Um ano depois, já em terras cariocas, Juliano retomou a direção do Hospício Nacional e fundou – ao lado de Afrânio Peixoto – os Archivos Brasileiros de Psiquiatria, Neurologia e Sciencias Afins. Em 1907, fundou a Sociedade Brasileira de Neurologia, Psychiatria e Medicina Legal, da qual se tornou presidente. Na primeira década do século XX, continuou a participar de congressos internacionais e teve seu trabalho reconhecido em conferências na Alemanha e na Noruega. Em 1911, se tornou o diretor da Assistência aos Alienados e fundou o periódico Archivos Brasileiros de Medicina. Entre 1910 e 1920, esteve ligado ao projeto de construção da Colônia de Mulheres (localizada em Engenho de Dentro), à construção do Hospital Colônia (localizado na época em Jacarepaguá) e à criação do primeiro manicômio judiciário do país. Em 1925, enquanto vice-presidente da Academia Brasileira de Ciências, Juliano recebeu a visita do físico Albert Einstein. Entre 1926 e 1930, Juliano foi convidado para uma série de conferências em universidades do Japão e em Hamburgo, na Alemanha.

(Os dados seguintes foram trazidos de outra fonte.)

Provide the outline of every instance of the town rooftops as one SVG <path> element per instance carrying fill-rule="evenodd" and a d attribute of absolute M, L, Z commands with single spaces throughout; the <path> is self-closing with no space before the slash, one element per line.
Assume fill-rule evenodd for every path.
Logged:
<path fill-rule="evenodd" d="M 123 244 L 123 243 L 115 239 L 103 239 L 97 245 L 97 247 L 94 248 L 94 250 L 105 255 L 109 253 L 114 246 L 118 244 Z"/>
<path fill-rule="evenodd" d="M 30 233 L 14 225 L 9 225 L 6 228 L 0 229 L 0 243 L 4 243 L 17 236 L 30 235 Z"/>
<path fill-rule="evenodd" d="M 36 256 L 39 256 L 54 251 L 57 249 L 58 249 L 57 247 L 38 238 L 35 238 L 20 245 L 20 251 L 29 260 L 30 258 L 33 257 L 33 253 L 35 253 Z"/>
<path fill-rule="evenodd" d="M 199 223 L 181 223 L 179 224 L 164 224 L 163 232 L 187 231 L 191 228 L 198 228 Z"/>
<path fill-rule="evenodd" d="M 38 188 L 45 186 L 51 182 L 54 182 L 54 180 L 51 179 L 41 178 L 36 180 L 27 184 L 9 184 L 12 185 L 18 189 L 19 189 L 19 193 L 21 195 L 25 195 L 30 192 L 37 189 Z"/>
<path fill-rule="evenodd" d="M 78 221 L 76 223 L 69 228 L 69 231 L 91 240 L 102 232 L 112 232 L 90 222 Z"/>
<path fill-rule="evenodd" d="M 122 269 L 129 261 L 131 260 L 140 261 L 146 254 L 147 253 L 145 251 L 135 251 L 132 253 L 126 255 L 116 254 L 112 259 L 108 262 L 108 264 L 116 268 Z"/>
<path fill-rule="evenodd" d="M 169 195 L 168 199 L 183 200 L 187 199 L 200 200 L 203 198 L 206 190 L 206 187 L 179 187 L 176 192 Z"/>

Após a Revolução de 1930, Juliano foi aposentado compulsoriamente da direção do Hospício Nacional, indo morar no bairro carioca de Santa Tereza. Atendeu alguns pacientes particulares e se manteve ativo nas reuniões das sociedades das quais fazia parte. No entanto, em outubro deste mesmo ano, Juliano teve uma piora de seu quadro de saúde. Em busca de melhores ares, ele e sua esposa se mudaram para Corrêas, próximo à cidade de Petrópolis. Chegou a ser internado em um sanatório para cuidar da tuberculose, mas faleceu em 2 de maio de 1933. Foi velado por amigos e admiradores no Hospício Nacional e acompanhado por uma pequena multidão até o Cemitério São João Batista, onde foi enterrado.